= Mental health in Somalia =

Mental health services have been described as non-existent in Somalia

Somalia has been described as having one of the world's highest rates of mental illness, with one in three Somalis meeting the diagnostic threshold for some form of mental illness. This has been attributed to the ongoing Somali Civil War, political instability, and natural disasters. Despite the high prevalence of mental illness among the Somali population, mental health services are almost non-existent in Somalia.

== Mental health services and treatment ==

=== Colonial period ===
During the colonial period, several psychiatric facilities were built.

=== Contemporary ===
In recent history, mental health services have consistently been neglected by government-run healthcare facilities.
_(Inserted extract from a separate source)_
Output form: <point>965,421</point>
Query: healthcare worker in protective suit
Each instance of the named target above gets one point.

The Somali government spends less than 1% of its health budget on mental health services. There are currently 0.5 psychiatric beds for every 100,000 people in Somalia's hospitals.

== Views on mental illness ==
In Somalia, mental illness is often attributed to causes such as spirit possession, witchcraft and evil eye. As a result, treatment may include exorcism and reciting verses from the Quran.

Individuals with serious mental health problems are often kept in chains.

== Suicide and self-harm ==
Despite having one of the highest rates of mental illness in the world, Somalia's suicide rate is lower than the global average. It has been found that suicide and self-harm are more prevalent among Somali males than females.